"Excuse me, do you live locally?" Bob boldly enquires.
"Yes, yes we do." the dog-walking ladies reply.
"In that case, did I just see a goat?"
It seems like you did. They were introduced to keep invasive vegetation and the gorse that clings to the cliffs in check, the very gorse that helped to name that toon.
They make the occasional appearance up near the path but there'll be no further sightings, no kidding, this afternoon, shame.
So Boscombe is a suburb of Bournemouth, really, but locals take great pride in their separate identity. That makes it worthy of a mention, perhaps, since it's also where the football club plays and Bos Vegas has done enough to earn its own reputation.
It's also worthy of a mention, maybe, because, well, it's got goats in it!
There's no point trying to show you the bright lights of Bournemouth because the light is too, well, bright. The sun is doing some blinding work on its way west, you see, following a protracted period overhead.
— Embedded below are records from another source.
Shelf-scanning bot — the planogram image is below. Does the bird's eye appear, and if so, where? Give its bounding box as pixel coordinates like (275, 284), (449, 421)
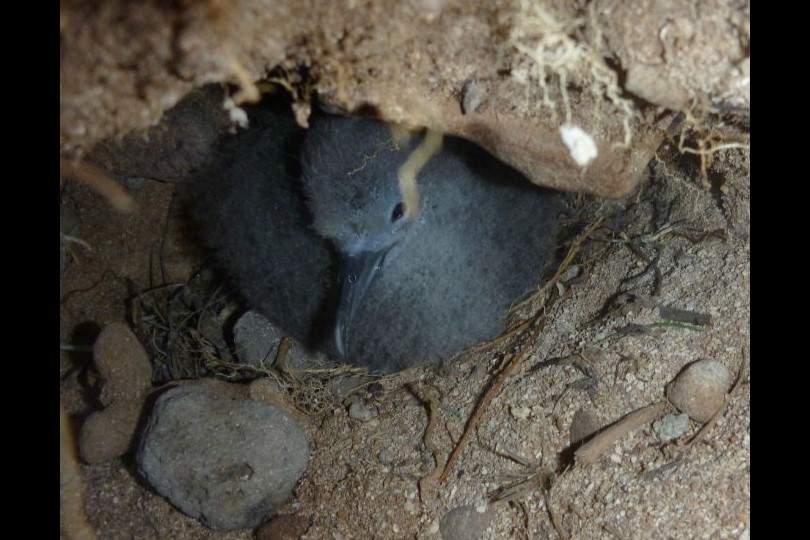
(391, 202), (405, 223)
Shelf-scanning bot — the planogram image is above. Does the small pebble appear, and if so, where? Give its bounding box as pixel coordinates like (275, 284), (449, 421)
(349, 400), (377, 422)
(653, 413), (689, 442)
(439, 504), (492, 540)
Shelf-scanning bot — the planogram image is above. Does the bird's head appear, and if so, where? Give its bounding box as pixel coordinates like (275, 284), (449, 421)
(301, 117), (430, 356)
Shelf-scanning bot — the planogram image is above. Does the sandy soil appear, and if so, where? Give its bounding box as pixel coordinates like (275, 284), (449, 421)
(61, 123), (750, 539)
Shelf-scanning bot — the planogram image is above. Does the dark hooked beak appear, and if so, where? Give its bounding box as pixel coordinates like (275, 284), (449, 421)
(335, 248), (390, 358)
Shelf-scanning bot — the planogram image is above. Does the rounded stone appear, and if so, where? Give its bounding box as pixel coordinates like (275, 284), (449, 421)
(667, 359), (733, 423)
(439, 504), (492, 540)
(136, 385), (309, 530)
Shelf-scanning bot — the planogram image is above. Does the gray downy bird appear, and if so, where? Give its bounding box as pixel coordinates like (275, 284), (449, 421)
(182, 109), (336, 347)
(301, 117), (561, 372)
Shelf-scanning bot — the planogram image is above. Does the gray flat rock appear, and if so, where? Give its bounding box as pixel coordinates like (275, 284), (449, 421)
(136, 385), (309, 530)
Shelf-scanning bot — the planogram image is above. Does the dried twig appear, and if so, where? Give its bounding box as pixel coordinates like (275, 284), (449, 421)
(574, 401), (671, 466)
(439, 316), (545, 484)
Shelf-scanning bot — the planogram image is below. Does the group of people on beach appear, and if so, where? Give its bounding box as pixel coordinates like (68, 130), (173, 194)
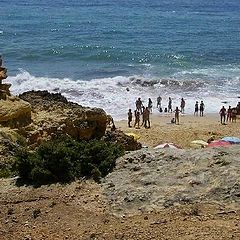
(128, 96), (240, 128)
(128, 98), (153, 128)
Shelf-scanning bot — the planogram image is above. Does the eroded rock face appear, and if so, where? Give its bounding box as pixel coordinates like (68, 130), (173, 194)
(19, 91), (107, 144)
(0, 96), (31, 128)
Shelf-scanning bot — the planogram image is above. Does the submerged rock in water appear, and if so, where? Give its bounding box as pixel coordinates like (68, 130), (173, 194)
(0, 96), (31, 128)
(19, 91), (107, 144)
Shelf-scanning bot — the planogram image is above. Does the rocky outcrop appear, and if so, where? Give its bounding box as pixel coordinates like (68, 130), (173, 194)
(102, 145), (240, 213)
(0, 96), (31, 128)
(0, 56), (31, 128)
(19, 91), (107, 144)
(103, 130), (142, 151)
(0, 56), (11, 100)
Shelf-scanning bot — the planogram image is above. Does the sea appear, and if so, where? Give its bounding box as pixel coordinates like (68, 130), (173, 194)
(0, 0), (240, 120)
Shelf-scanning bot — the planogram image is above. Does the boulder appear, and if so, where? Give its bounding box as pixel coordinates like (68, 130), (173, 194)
(19, 91), (107, 144)
(0, 96), (31, 128)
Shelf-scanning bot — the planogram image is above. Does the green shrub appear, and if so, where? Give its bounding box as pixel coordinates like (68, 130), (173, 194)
(16, 137), (124, 185)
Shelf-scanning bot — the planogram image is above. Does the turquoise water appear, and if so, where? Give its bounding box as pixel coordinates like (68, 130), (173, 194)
(0, 0), (240, 116)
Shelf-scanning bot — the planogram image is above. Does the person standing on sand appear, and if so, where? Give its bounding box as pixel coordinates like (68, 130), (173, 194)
(157, 96), (162, 111)
(199, 101), (205, 117)
(128, 109), (132, 127)
(231, 108), (237, 122)
(180, 98), (185, 113)
(219, 106), (226, 124)
(134, 110), (140, 128)
(143, 107), (150, 128)
(136, 98), (142, 114)
(194, 101), (198, 116)
(174, 107), (181, 124)
(141, 106), (145, 126)
(168, 97), (172, 112)
(227, 106), (232, 122)
(148, 98), (152, 113)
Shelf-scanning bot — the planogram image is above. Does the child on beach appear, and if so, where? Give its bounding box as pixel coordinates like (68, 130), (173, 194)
(174, 107), (181, 124)
(231, 108), (237, 122)
(219, 106), (226, 124)
(199, 101), (205, 117)
(136, 98), (142, 114)
(128, 109), (132, 127)
(227, 106), (232, 122)
(148, 98), (152, 112)
(168, 97), (172, 112)
(143, 107), (150, 128)
(180, 98), (185, 113)
(194, 101), (198, 116)
(134, 110), (140, 128)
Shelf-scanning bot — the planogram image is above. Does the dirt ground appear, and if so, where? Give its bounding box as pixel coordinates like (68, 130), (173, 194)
(0, 179), (240, 240)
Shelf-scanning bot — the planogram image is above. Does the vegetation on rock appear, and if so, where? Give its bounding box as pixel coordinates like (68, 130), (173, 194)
(15, 137), (124, 185)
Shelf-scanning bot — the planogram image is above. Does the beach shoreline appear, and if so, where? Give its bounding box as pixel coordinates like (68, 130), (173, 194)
(115, 113), (240, 148)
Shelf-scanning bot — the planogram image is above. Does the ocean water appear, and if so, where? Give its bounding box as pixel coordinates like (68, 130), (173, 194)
(0, 0), (240, 119)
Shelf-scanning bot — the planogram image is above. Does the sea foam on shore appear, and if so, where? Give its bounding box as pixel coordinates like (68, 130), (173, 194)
(8, 70), (239, 120)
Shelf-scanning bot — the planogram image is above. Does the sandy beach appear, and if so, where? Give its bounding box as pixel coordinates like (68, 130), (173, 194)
(116, 113), (240, 148)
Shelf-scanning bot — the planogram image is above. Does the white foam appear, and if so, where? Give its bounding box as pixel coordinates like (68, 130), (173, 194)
(8, 70), (239, 120)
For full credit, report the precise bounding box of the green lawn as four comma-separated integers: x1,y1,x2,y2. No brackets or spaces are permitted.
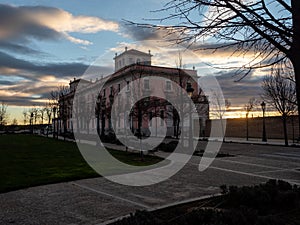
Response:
0,135,161,193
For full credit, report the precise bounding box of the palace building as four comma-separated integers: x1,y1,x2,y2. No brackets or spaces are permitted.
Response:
53,48,209,137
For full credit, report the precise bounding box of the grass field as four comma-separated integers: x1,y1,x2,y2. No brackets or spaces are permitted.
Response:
0,135,161,193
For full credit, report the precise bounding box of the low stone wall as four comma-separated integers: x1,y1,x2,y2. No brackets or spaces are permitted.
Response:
205,116,299,139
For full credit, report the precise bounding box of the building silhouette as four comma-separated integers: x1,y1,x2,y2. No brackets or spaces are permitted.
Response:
53,48,209,140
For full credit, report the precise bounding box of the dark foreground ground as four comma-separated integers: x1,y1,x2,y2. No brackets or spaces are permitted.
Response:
0,139,300,224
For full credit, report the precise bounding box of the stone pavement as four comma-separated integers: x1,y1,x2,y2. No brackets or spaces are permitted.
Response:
0,143,300,224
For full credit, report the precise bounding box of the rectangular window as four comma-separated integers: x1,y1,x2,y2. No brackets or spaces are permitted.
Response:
148,112,153,127
144,80,150,90
160,110,165,126
126,81,130,91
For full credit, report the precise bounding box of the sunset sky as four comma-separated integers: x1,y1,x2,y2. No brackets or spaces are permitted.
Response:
0,0,269,124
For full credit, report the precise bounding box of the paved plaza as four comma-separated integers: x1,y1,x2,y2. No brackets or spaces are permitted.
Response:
0,143,300,224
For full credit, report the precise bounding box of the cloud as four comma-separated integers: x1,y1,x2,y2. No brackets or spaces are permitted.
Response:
0,51,111,80
214,71,263,106
0,4,119,45
0,41,45,55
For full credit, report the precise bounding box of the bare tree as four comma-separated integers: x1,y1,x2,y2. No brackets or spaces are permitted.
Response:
244,98,256,141
262,69,296,146
0,102,8,129
50,85,69,139
22,109,28,125
12,118,18,126
131,0,300,135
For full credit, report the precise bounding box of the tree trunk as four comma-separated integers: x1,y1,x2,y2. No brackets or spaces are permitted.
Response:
282,115,289,146
289,0,300,140
246,115,249,141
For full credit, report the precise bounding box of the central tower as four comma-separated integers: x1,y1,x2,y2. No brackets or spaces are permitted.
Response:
114,47,152,71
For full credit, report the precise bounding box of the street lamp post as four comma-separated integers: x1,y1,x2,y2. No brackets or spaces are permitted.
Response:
186,83,194,149
53,106,56,138
260,102,267,142
100,98,106,138
108,94,114,130
30,112,33,134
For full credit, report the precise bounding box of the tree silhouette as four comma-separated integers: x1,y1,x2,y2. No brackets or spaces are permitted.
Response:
244,98,256,141
262,69,296,146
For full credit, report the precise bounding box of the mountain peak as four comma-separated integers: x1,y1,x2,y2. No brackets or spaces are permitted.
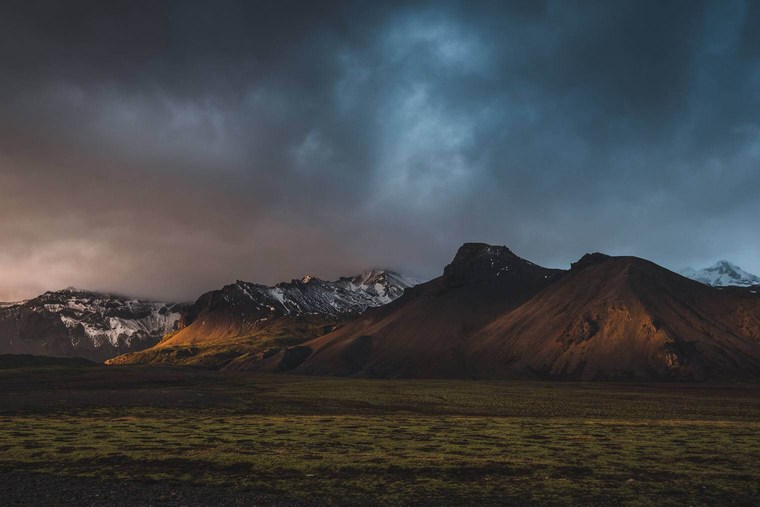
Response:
443,243,542,287
570,252,610,269
680,259,760,287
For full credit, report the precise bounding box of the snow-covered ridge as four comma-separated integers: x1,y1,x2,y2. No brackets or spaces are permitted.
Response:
0,288,182,350
182,270,419,325
679,260,760,287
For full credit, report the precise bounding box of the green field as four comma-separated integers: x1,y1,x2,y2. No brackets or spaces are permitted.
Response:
0,367,760,505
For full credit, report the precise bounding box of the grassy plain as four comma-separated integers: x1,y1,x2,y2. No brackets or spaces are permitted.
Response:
0,366,760,505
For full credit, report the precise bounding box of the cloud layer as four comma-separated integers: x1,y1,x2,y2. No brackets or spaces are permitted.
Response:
0,1,760,300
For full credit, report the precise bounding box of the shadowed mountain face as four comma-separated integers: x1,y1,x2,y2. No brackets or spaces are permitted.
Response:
0,289,184,361
255,244,760,380
108,270,416,368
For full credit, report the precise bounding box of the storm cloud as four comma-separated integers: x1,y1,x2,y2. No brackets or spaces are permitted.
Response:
0,0,760,300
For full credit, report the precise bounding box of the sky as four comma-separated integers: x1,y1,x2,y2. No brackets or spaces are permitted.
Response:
0,0,760,301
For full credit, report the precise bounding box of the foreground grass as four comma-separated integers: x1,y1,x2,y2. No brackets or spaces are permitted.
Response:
0,368,760,505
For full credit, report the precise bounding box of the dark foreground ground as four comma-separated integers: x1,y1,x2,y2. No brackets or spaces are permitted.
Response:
0,366,760,505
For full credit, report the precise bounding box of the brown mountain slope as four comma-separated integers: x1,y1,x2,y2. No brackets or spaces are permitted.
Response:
465,256,760,380
106,270,414,368
249,243,563,378
255,245,760,380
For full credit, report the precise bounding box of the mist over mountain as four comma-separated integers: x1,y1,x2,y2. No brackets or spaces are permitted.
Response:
679,260,760,287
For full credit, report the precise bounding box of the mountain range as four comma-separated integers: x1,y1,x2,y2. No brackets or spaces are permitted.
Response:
248,244,760,381
0,288,186,361
0,243,760,381
108,270,416,368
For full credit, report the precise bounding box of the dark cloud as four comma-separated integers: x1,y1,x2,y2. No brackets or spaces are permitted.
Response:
0,1,760,299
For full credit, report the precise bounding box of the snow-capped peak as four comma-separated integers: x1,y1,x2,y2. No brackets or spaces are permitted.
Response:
680,260,760,287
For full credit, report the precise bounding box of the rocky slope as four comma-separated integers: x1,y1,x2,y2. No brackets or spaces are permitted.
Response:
252,244,760,380
254,243,563,378
680,261,760,287
108,270,416,368
0,289,184,361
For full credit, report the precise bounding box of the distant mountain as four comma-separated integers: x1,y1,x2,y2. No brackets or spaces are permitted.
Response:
252,244,760,381
0,289,184,361
679,260,760,287
108,270,417,368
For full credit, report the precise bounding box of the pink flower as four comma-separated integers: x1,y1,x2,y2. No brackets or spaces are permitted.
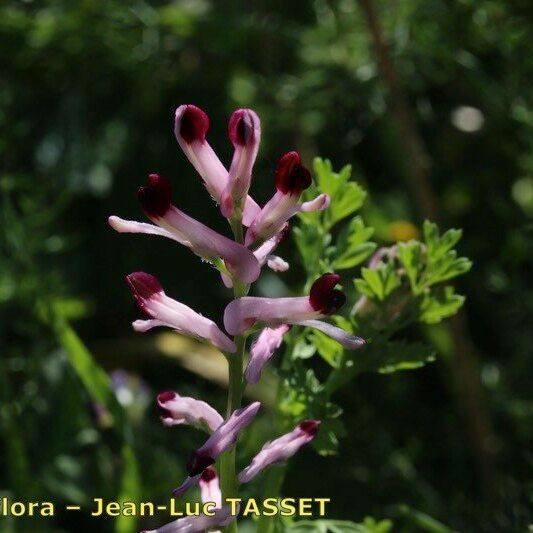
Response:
220,224,289,288
244,324,290,384
220,109,261,218
174,104,260,226
239,420,320,483
172,402,261,496
126,272,236,353
141,505,237,533
109,174,261,283
245,152,330,246
199,466,222,509
157,391,224,433
224,274,365,354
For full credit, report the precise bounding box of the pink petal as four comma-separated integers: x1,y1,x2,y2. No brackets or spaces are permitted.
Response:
157,391,224,432
187,402,261,477
174,105,228,202
141,505,236,533
220,109,261,218
138,174,261,283
294,320,366,350
244,324,290,384
239,420,320,483
126,272,236,353
200,466,222,508
224,296,322,335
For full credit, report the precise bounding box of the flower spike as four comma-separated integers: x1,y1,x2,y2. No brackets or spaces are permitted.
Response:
220,109,261,218
245,152,330,246
126,272,236,353
174,104,260,226
172,402,261,496
244,320,290,385
199,466,222,509
157,391,224,433
239,420,320,483
224,274,364,349
109,174,261,283
141,505,237,533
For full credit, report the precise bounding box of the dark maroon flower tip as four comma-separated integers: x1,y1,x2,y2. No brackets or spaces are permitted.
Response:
137,174,172,218
309,273,346,315
185,451,215,477
201,466,217,483
276,152,312,195
126,272,163,300
299,420,321,437
157,391,176,403
176,104,209,144
228,109,256,146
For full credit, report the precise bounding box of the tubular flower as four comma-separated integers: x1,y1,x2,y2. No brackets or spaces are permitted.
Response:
239,420,320,483
220,109,261,218
141,505,237,533
220,224,289,288
172,402,261,496
245,152,330,246
244,324,290,384
109,174,261,283
126,272,236,353
157,391,224,433
200,466,222,509
174,104,260,226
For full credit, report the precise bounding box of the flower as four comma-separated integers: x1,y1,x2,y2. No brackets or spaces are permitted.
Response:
172,402,261,496
174,104,260,226
157,391,224,432
141,505,237,533
220,109,261,218
126,272,236,353
220,224,289,288
109,174,261,283
244,152,330,246
224,273,365,356
199,466,222,509
244,324,290,384
239,420,320,483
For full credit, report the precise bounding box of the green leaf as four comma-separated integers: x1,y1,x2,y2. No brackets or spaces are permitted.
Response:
355,263,401,302
354,341,435,374
286,517,393,533
309,330,344,368
398,241,423,295
333,217,377,270
313,158,366,230
420,286,465,324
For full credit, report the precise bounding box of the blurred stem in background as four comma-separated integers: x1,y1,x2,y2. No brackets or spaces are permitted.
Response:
359,0,497,498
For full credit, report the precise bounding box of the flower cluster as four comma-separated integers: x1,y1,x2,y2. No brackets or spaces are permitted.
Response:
109,105,364,533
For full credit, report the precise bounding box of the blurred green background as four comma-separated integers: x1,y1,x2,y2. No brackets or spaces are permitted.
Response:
0,0,533,532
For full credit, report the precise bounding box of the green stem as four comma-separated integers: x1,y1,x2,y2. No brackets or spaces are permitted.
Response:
219,219,246,533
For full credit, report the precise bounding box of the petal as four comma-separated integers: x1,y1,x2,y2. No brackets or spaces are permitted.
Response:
300,194,331,213
157,391,224,432
244,324,290,384
224,296,316,335
267,255,289,272
239,420,320,483
138,174,261,283
200,466,222,508
174,105,228,202
141,505,236,533
293,320,366,350
126,272,236,353
220,109,261,218
187,402,261,477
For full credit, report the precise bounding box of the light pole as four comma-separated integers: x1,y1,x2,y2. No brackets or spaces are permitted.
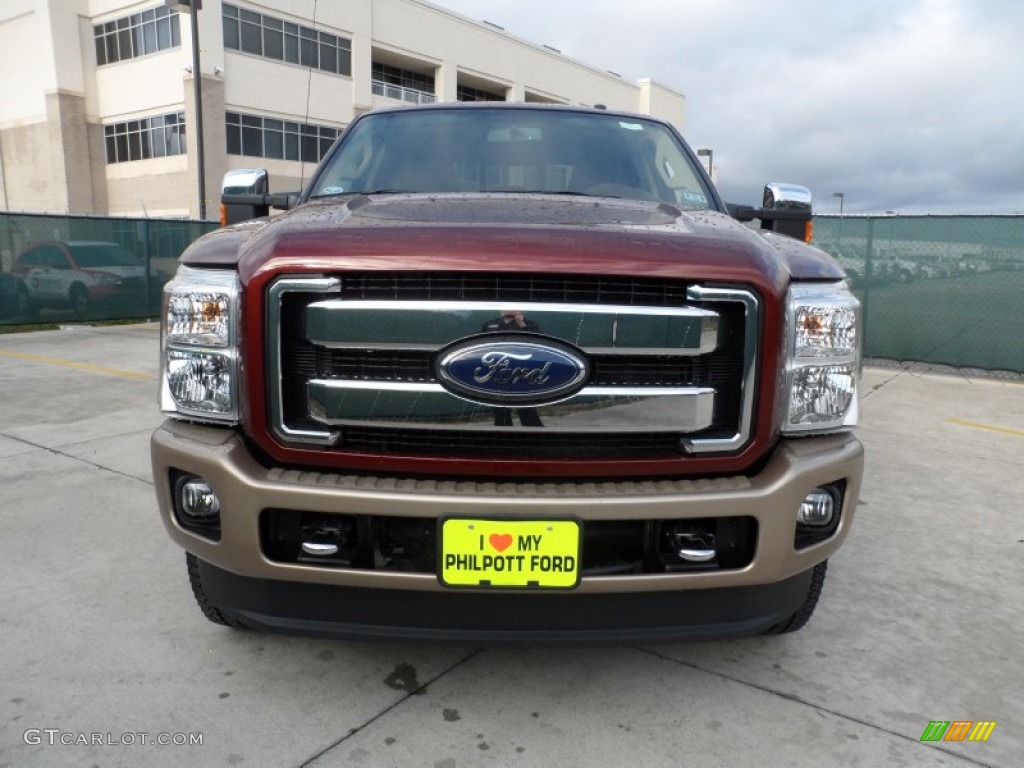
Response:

Have instead, atop the cliffs, a sizeable and sandy bit of heath with a fair bit of flitting and whistling wildlife in the shrubbery. It's also not too far from where you might see a goat, no kidding, again.
Some squinting may be required but you can't fail to miss some serious zig-zagging down to Boscombe's brilliant, Blue-Flag beach.
The beach huts aren't nearly as exclusive as the ones on Hengistbury Head and change hands for just a five-digit number of £s. That's without running water, remember, at least not until the next storm surge, eh?
The schools haven't long gone back so that explains the lack of activity on the sand on what could officially be termed today as a 'scorcher' and they'd have wished for this weather last month.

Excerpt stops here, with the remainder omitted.